After Buckley found the space, a local cemetery engraved and donated the gravestone. The Central Bank donated the euro notes, which it had taken out of circulation and shredded because they were old and “otherwise they would have the texture of toilet roll,” Buckley explained. Three bank employees helped him load the ex-cash onto his brother’s trailer.
The house has lights — a company moved into the office upstairs and let Buckley tap in to its electric lines — and is surprisingly warm, despite having no heat. Money makes for good insulation, Buckley said.
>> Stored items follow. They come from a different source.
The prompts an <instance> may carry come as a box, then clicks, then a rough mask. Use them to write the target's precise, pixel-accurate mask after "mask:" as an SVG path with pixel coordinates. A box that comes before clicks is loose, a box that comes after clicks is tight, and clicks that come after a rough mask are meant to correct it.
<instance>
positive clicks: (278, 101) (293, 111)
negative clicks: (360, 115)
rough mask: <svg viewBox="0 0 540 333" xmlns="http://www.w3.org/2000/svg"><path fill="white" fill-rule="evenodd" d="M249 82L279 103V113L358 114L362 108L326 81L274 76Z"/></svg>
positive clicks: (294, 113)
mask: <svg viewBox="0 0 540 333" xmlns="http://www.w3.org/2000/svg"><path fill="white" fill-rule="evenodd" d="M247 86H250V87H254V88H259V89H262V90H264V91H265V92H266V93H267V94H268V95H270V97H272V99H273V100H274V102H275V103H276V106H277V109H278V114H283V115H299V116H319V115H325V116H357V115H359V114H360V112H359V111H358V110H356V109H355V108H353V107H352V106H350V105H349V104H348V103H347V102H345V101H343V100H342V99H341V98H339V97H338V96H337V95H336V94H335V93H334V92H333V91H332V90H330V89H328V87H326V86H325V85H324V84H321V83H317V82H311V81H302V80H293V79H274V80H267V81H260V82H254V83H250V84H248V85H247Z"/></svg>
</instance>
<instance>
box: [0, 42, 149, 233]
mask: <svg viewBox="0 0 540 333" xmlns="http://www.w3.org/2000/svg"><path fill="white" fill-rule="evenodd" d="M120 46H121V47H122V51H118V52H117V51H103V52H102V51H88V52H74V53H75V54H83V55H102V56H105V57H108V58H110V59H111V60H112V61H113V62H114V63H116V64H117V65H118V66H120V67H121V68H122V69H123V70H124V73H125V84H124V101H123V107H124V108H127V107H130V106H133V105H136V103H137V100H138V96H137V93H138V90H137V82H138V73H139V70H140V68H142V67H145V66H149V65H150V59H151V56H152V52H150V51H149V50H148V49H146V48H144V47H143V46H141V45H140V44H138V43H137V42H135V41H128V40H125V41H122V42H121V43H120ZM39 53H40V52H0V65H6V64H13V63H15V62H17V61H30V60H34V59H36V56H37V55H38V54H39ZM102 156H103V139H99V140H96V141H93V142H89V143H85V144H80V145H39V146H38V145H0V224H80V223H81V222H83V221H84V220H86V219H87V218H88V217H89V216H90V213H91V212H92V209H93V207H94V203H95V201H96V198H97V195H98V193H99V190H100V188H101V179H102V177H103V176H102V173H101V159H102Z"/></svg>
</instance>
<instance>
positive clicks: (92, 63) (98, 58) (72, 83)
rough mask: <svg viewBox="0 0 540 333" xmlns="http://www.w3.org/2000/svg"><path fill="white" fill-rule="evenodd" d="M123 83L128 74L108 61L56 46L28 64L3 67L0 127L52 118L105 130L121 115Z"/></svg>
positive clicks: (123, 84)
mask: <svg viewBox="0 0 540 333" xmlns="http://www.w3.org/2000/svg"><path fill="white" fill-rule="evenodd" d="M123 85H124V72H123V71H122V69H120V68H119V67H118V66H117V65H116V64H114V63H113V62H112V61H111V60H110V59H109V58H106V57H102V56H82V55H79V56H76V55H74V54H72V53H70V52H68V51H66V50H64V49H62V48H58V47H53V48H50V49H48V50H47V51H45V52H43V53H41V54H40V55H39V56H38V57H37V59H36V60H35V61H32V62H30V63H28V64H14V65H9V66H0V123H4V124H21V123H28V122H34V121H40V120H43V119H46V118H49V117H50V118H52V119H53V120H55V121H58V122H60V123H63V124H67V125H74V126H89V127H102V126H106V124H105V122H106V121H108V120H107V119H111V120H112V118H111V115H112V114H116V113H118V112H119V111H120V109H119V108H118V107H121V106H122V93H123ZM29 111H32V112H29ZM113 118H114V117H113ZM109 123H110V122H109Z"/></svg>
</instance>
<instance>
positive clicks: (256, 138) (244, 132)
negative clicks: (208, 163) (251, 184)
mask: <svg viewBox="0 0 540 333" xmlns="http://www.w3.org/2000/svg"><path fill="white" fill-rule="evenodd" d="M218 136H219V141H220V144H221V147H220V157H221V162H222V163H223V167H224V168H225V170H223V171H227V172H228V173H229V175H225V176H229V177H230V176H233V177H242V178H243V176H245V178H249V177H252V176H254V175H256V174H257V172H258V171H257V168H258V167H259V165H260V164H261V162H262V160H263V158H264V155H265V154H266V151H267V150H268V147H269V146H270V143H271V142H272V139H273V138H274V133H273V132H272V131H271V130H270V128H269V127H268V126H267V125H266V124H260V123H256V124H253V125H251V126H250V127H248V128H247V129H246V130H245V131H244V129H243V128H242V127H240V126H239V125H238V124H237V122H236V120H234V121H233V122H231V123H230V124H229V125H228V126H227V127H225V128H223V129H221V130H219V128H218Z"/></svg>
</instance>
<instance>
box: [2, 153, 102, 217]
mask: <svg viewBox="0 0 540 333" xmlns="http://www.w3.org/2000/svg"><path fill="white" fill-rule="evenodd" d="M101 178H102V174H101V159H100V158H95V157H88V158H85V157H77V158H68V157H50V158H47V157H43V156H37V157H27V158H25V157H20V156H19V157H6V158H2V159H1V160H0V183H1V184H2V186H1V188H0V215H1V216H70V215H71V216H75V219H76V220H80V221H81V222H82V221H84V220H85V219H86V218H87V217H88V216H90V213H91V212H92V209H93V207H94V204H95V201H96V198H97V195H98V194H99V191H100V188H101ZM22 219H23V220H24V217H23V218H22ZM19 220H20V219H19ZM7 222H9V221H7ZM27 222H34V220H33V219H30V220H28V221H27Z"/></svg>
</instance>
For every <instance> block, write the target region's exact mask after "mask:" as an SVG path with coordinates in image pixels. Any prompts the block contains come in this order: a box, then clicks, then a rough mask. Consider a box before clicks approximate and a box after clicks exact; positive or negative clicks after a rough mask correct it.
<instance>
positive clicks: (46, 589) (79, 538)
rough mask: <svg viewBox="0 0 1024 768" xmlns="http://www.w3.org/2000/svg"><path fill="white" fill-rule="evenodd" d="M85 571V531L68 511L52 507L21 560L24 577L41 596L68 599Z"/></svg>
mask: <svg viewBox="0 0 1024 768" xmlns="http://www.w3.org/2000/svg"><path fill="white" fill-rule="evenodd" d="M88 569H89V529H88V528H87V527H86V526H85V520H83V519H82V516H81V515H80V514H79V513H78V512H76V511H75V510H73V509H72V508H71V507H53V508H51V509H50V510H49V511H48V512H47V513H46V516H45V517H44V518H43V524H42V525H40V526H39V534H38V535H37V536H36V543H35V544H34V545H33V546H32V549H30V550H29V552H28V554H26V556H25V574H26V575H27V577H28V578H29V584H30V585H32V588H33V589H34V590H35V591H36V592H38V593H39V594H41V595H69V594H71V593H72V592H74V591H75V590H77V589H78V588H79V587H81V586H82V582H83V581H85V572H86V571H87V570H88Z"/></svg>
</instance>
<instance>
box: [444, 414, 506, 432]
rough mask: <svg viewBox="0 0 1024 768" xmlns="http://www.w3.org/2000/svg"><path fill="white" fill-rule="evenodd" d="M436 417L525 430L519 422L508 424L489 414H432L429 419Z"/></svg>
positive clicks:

He calls himself a hustler, and he seems to have a knack for personal reinvention. In the go-getting 1990s, he worked as a tour manager for musicians. Then he founded a charity — Sport Against Racism Europe — that received an 80,000 euro award from the government. The bottom fell out, the financing dried up and now he is on the dole, living on 188 euros a week — about $250 — in unemployment benefits.
He has since taken up painting. An exhibit featuring his shredded-euro paintings, “Expressions of Recession,” went up at a Radisson hotel here in the fall, but the art has not yet generated any cash. Meanwhile, Buckley owes thousands of euros on maxed-out credit cards and on a house in a nearby town, bought with a mortgage with no money down for 365,000 euros in 2006. (That would be about $484,000 under current currency conversion rates.)
His estranged wife still lives there, but they cannot meet the payments, which are increasing even as the value of the house declines. The police seized Buckley’s car, and he cannot afford to reclaim it. A shark tank’s worth of creditors is circling. “The government is taking money out of our pockets to give to the banks to come back and demand money for our debts,” he said.
Living and sleeping amid all this money while having little himself has given Buckley plenty of time to ponder his, and Ireland’s, predicament.
“I’m one of many, many people,” he said. “I wouldn’t be on the same level as people in business, who owe millions. But the money I owe is the same as owing millions. If you don’t have it, you don’t have it.”